#opg $OPG @OpenGradient
I tried using just one AI app for everything for a week, from asking sensitive questions, generating images, to switching models at will, to see what’s left about me in the system by the weekend. That app is OpenGradient Chat. The results made me rethink my perspective on privacy in AI.
On Day 1, I tested the platform's foundation. Every other AI assistant asks you to trust a lengthy privacy policy that no one reads. OpenGradient backs its promise with mathematical proof, encrypting messages right on the device, stripping identity before hitting the model.
On Day 3, I tried Image Studio, generating images through Gemini, ByteDance, and xAI simultaneously. The same layer of privacy applies to all three, no model gets preferential data collection.
On Day 5, I switched from Claude Fable 5, the tightest model, to Nous Hermes, a model with no content guardrails. Two opposing philosophies, both in the same list, with the same layer of encryption.
By the weekend, I looked back at the usage log. Every credit I bought and used on OpenGradient Chat counts towards eligibility for the S2 OPG airdrop, no extra steps required, just using the app as usual.
What surprised me the most is that four things I thought were separate—privacy proof, multi-model image generation, dual censorship chat, and airdrop eligibility—are all just manifestations of the same infrastructure layer. Switching models doesn’t change privacy. Changing features doesn’t alter the protection mechanisms.

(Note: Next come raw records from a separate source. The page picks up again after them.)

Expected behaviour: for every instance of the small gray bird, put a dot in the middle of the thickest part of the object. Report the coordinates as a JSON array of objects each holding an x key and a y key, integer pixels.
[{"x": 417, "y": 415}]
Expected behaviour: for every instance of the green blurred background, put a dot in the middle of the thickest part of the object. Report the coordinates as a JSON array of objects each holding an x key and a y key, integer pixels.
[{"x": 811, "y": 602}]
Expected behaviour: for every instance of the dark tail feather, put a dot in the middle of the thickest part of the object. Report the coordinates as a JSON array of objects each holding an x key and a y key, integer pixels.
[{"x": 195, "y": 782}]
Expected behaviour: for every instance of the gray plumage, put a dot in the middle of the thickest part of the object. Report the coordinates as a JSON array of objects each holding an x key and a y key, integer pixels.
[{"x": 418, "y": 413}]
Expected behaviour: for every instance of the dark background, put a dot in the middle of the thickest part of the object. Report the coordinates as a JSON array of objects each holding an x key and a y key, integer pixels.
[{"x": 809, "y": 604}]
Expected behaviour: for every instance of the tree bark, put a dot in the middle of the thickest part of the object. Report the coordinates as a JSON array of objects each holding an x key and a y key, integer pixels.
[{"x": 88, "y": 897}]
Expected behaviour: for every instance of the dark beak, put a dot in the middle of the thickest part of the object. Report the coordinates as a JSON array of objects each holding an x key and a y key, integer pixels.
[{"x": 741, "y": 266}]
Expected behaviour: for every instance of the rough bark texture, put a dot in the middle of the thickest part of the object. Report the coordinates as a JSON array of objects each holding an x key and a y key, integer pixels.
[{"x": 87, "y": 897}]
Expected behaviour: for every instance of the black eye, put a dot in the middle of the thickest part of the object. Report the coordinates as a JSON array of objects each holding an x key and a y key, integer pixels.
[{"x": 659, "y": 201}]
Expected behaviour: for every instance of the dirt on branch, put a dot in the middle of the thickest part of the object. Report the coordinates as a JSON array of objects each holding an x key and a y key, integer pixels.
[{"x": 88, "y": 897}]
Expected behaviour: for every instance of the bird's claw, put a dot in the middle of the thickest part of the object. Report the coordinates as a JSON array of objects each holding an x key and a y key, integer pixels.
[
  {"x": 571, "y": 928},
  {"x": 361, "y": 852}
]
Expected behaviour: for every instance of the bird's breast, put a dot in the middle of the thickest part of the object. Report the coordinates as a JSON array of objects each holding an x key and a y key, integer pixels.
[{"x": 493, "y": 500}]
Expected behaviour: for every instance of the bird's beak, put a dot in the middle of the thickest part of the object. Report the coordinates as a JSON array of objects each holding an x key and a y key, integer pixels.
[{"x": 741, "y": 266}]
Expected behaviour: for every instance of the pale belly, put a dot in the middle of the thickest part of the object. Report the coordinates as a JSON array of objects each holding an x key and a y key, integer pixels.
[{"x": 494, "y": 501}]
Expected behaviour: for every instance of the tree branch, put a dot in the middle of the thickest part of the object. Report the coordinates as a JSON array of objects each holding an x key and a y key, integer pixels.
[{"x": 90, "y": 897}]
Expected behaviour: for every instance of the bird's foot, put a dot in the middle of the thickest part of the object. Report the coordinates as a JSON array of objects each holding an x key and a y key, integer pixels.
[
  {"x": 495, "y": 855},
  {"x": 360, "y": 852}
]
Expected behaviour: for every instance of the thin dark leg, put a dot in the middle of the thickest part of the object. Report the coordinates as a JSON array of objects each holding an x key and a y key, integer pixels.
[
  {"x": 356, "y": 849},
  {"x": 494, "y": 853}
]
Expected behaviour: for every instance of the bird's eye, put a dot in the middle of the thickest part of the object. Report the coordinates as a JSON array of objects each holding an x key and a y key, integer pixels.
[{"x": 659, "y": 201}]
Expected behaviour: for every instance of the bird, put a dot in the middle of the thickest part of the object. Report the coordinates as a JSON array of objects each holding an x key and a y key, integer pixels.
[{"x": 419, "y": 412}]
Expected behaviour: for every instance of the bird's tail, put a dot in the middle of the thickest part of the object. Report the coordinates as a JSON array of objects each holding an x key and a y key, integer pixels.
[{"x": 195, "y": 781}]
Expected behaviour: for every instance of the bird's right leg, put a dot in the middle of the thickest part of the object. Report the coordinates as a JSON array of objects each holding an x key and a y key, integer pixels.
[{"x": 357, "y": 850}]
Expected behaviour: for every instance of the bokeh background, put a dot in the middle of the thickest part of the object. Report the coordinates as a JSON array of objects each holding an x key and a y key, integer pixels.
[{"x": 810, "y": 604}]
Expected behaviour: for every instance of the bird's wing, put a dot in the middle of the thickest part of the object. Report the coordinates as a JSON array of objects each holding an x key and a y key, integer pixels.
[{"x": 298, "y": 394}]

The question I’m keeping an eye on is whether, as OpenGradient adds more models and features, that common foundational layer can maintain this consistency.
I tried using just one AI app for everything for a week, from asking sensitive questions, generating images, to switching models at will, to see what’s left about me in the system by the weekend. That app is OpenGradient Chat. The results made me rethink my perspective on privacy in AI.

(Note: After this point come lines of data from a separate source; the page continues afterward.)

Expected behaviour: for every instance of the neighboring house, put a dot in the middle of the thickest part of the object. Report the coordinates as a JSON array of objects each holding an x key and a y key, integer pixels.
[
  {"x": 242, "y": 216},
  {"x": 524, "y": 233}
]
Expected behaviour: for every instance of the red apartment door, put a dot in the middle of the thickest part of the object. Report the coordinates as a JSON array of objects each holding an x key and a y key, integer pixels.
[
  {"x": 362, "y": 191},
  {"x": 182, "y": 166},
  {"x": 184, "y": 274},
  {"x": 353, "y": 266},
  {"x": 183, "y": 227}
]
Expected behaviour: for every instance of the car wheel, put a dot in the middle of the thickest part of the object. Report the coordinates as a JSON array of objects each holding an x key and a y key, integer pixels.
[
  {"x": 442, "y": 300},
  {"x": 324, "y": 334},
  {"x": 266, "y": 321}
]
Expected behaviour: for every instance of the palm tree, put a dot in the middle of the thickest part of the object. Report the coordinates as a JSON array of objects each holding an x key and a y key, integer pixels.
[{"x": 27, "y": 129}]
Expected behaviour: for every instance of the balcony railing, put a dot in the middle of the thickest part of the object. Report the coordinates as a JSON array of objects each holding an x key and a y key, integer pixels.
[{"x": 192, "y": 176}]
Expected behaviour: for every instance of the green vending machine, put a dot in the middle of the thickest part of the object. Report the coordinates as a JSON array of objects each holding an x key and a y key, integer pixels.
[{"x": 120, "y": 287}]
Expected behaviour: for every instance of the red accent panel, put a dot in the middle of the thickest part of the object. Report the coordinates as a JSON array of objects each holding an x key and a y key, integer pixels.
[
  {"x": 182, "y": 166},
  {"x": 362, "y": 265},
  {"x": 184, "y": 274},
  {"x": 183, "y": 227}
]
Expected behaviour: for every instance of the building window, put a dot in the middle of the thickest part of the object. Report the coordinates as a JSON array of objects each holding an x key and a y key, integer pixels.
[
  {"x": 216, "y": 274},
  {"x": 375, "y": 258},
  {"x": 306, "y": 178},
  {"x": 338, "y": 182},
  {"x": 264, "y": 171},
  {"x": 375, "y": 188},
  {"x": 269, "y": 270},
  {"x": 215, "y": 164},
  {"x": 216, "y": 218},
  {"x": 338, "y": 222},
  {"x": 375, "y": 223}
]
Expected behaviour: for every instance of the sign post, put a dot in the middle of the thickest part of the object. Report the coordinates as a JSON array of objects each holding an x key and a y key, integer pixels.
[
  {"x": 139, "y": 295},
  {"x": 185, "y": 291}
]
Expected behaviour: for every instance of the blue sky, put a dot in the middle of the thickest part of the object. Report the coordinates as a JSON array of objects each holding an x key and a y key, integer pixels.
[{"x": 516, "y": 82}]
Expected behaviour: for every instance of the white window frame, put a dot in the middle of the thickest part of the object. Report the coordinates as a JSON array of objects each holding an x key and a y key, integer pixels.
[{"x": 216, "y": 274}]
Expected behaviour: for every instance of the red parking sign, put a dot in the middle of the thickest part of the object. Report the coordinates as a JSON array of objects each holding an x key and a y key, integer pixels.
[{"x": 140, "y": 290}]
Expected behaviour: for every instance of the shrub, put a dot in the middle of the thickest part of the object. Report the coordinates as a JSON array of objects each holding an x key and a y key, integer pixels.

On Day 1, I tested the platform's foundation. Every other AI assistant asks you to trust a lengthy privacy policy that no one reads. OpenGradient backs its promise with mathematical proof, encrypting messages right on the device, stripping identity before hitting the model.

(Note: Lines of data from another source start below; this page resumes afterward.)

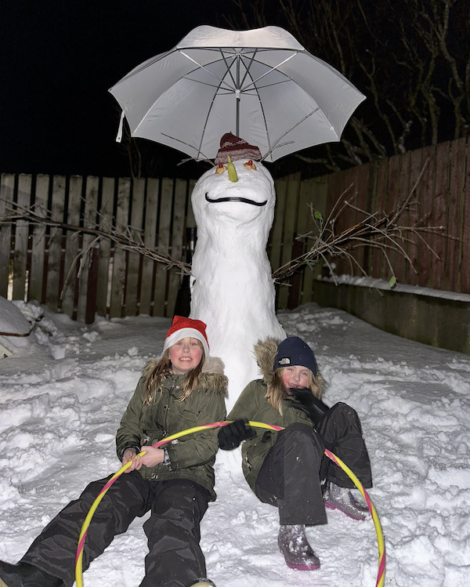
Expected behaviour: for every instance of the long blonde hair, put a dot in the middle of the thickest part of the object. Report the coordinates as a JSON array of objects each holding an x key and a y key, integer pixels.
[
  {"x": 277, "y": 392},
  {"x": 155, "y": 371}
]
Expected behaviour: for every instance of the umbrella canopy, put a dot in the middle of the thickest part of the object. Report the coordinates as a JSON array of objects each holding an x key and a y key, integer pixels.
[{"x": 260, "y": 84}]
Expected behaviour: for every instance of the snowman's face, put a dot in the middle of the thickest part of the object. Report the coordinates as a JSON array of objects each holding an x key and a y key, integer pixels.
[{"x": 217, "y": 199}]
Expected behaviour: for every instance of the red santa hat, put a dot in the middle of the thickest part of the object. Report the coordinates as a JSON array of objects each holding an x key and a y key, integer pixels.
[
  {"x": 184, "y": 327},
  {"x": 236, "y": 148}
]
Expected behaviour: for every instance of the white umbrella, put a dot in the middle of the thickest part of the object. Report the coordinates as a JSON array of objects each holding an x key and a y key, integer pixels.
[{"x": 260, "y": 84}]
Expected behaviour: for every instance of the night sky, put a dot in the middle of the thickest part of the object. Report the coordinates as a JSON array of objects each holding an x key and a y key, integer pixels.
[{"x": 59, "y": 58}]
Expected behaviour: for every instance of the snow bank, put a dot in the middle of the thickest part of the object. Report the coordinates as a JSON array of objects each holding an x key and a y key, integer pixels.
[{"x": 61, "y": 402}]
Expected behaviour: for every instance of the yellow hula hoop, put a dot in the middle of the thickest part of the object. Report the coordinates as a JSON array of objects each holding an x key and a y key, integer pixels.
[{"x": 334, "y": 458}]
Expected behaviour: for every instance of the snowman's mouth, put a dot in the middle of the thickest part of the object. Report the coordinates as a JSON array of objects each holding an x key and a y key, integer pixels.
[{"x": 234, "y": 199}]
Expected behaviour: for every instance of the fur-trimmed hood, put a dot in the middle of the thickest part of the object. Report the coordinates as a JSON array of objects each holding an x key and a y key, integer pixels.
[
  {"x": 265, "y": 353},
  {"x": 212, "y": 375}
]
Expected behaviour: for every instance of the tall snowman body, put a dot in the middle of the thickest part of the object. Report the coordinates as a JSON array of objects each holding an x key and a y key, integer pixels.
[{"x": 232, "y": 289}]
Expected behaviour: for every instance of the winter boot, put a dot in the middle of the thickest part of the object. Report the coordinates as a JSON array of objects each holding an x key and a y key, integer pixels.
[
  {"x": 341, "y": 498},
  {"x": 296, "y": 549},
  {"x": 24, "y": 575}
]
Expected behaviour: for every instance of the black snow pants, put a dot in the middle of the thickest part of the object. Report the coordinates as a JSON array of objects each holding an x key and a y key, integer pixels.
[
  {"x": 175, "y": 558},
  {"x": 291, "y": 474}
]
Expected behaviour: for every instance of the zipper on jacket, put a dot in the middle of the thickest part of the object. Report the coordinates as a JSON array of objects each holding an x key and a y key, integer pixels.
[{"x": 166, "y": 408}]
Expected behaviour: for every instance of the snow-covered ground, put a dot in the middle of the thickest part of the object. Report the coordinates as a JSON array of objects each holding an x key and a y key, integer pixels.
[{"x": 63, "y": 391}]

On Day 3, I tried Image Studio, generating images through Gemini, ByteDance, and xAI simultaneously. The same layer of privacy applies to all three, no model gets preferential data collection.
On Day 5, I switched from Claude Fable 5, the tightest model, to Nous Hermes, a model with no content guardrails. Two opposing philosophies, both in the same list, with the same layer of encryption.
By the weekend, I looked back at the usage log. Every credit I bought and used on OpenGradient Chat counts towards eligibility for the S2 OPG airdrop, no extra steps required, just using the app as usual.
What surprised me the most is that four things I thought were separate—privacy proof, multi-model image generation, dual censorship chat, and airdrop eligibility—are all just manifestations of the same infrastructure layer. Switching models doesn’t change privacy. Changing features doesn’t alter the protection mechanisms.
The question I’m keeping an eye on is whether, as OpenGradient adds more models and features, that common foundational layer can maintain this consistency.